第103話 和解
「……遠目から見てたけど、良かったの?」
「別にいい。これからも関わっていく事を考えたら今の内に話しておいた方が良いしな」
「そうね。ならいいわ」
横まで走ってきて聞いてくるフレイアに俺の考えを話す。
まぁ尤も、俺が魔人だと知って距離を置かれなければの話だけど。
「く、クドウさん……今のは一体……?」
「隠してたけど俺は魔人なんだ。俺自身は人間のつもりだけど」
「へぇ……そうなんだ。ボク初めて見たよ。魔人の人」
……あっさりした反応だな。 こんな人間とも、忌むべき魔物とも判断がつかない存在に対して。
「わたくしも初めて見ましたわ! 凄く不思議な感じでしたけど、わたくしは気に入りましたわ!」
なんか良く分からないけど気に入られた。 俺が思ってるより魔人のイメージは良いのか? 罪人の肉が生命線の魔人が……?
「…俺があんなにボコボコにやられた相手があっという間だ……アキ、これがお前の強さの秘密か?」
「そうだ」
「…いいなぁ。
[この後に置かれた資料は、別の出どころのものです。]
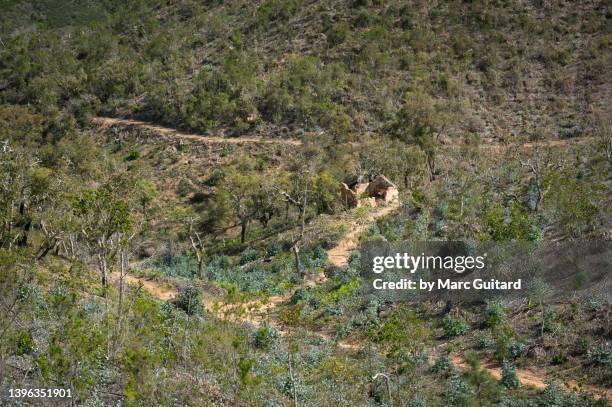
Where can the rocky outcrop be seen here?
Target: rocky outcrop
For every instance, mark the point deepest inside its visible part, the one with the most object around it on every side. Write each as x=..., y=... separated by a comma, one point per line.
x=372, y=193
x=349, y=197
x=383, y=189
変形するのなんか格好いいしよぉ」
格好いい……? この変形するのが……?
これを羨ましがられた。 これは俺が殺して喰った魔物の証だぞ?
「気持ち悪く思ったり怖かったりしないのか?」
「あ、わ、私! ちょっとビックリしましたけど、そんな事思わなかったですよ!」
なるほどな。
こいつらの反応を見ていると、ここは異世界なんだな、と良く分からせられるな。全く感性が違うんだから。
「そうだぞ。それに友を気持ち悪がったり、怖がったりする訳無いだろう」
ガレット……いい奴だな……友達いない歴が長くてそんなの言われた事がないからちょっとウルッと来たよ。
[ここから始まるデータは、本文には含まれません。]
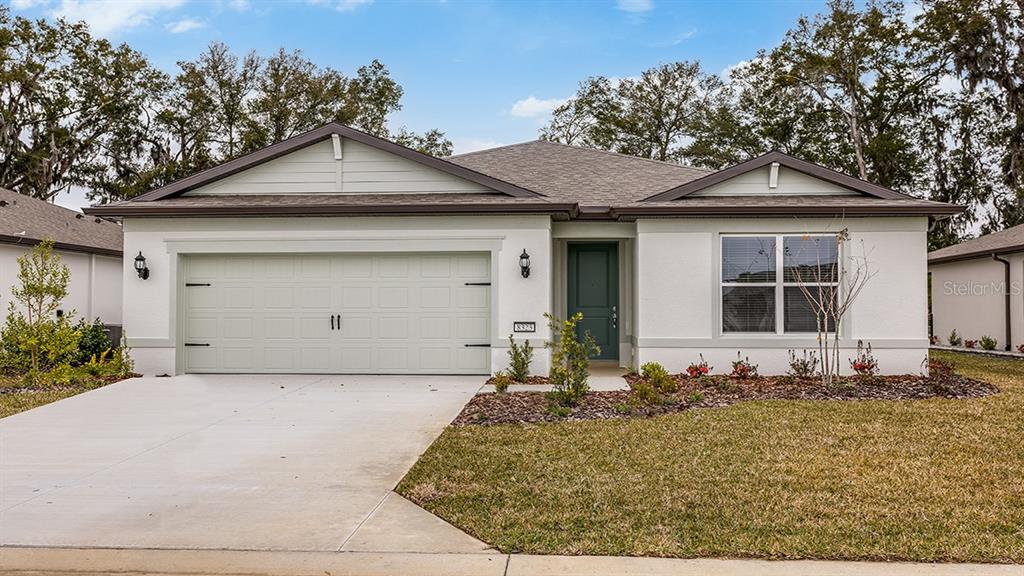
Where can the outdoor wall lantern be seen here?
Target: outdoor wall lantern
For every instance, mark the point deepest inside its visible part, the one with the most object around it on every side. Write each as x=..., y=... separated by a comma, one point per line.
x=140, y=268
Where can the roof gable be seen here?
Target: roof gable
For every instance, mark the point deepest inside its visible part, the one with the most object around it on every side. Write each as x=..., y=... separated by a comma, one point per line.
x=348, y=138
x=708, y=186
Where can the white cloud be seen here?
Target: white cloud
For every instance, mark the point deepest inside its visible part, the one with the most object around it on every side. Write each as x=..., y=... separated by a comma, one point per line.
x=465, y=146
x=184, y=25
x=635, y=5
x=26, y=4
x=677, y=39
x=108, y=16
x=535, y=108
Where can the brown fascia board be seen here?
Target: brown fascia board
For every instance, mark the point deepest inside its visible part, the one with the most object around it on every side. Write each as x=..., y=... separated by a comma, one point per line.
x=808, y=168
x=634, y=212
x=291, y=145
x=158, y=210
x=977, y=254
x=20, y=240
「しかし驚きました。俺、魔人を初めて見たのもありますけど何よりその能力の強さに驚きました」
もう、見た目に触れない辺り本当にこの世界では魔人が溢れてるんだなって。
「よかったじゃない。あっさり受け入れて貰えて」
「あぁよかったよ。安心した。ははは」
「……っ!」
「……? どうした? フレイア」
「な、な、何でも無いわよ!」
なぜか怒ってしまったフレイアに首を傾げながら、アデル達と一緒にラモンの治療をする。顔を真っ赤にしているフレイアも治療に参加する。
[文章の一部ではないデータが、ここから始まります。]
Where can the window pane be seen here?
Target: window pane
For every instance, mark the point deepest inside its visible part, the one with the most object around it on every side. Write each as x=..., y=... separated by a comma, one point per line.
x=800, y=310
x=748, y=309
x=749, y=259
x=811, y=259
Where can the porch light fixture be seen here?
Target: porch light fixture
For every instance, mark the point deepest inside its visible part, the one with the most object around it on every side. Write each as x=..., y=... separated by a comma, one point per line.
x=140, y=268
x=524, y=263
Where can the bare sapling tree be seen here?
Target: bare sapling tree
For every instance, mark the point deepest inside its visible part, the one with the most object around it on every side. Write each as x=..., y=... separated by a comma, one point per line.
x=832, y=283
「…みんな、助かったぜ。ありがとう。 ……一人で突っ走って悪かった。俺ちょっと視野が狭くなってたみたいだ。本当にごめん」
「べ、別にいいですよ!」
「みんな無事だったんだし、別にいいよ」
「胸を張ってくださいまし。男らしくないですわよ!」
などと励まされ、ラモンの纏うどんよりした空気は、少しずつ晴れていった。
「……すまなかった。ラモン。俺はお前の事情を理解しようとしないで一方的に自分の意見を押し付けてしまった。すまない」
「ガレット……俺もお前には酷い事を沢山言っちまった。ごめんな」
ラモンとガレットはお互い非を認め、ちゃんと謝罪をする。
良いな。世の中には非を認めず、頑なに謝罪しない奴が大勢いる。だから、俺には目の前光景が美しく見えた。
「お互い様ですね」
「…そうみたいだな!」
「ふむ。これからも仲良くしてくれるか……?」
「…もちろんだぜ!俺達の友情は永久不滅だ!」
ラモンの臭いセリフに何処からか笑い声が漏れる。その暖かい笑いはどんどん伝染していった。
俺もいつの間にか、少し頬を緩めていた。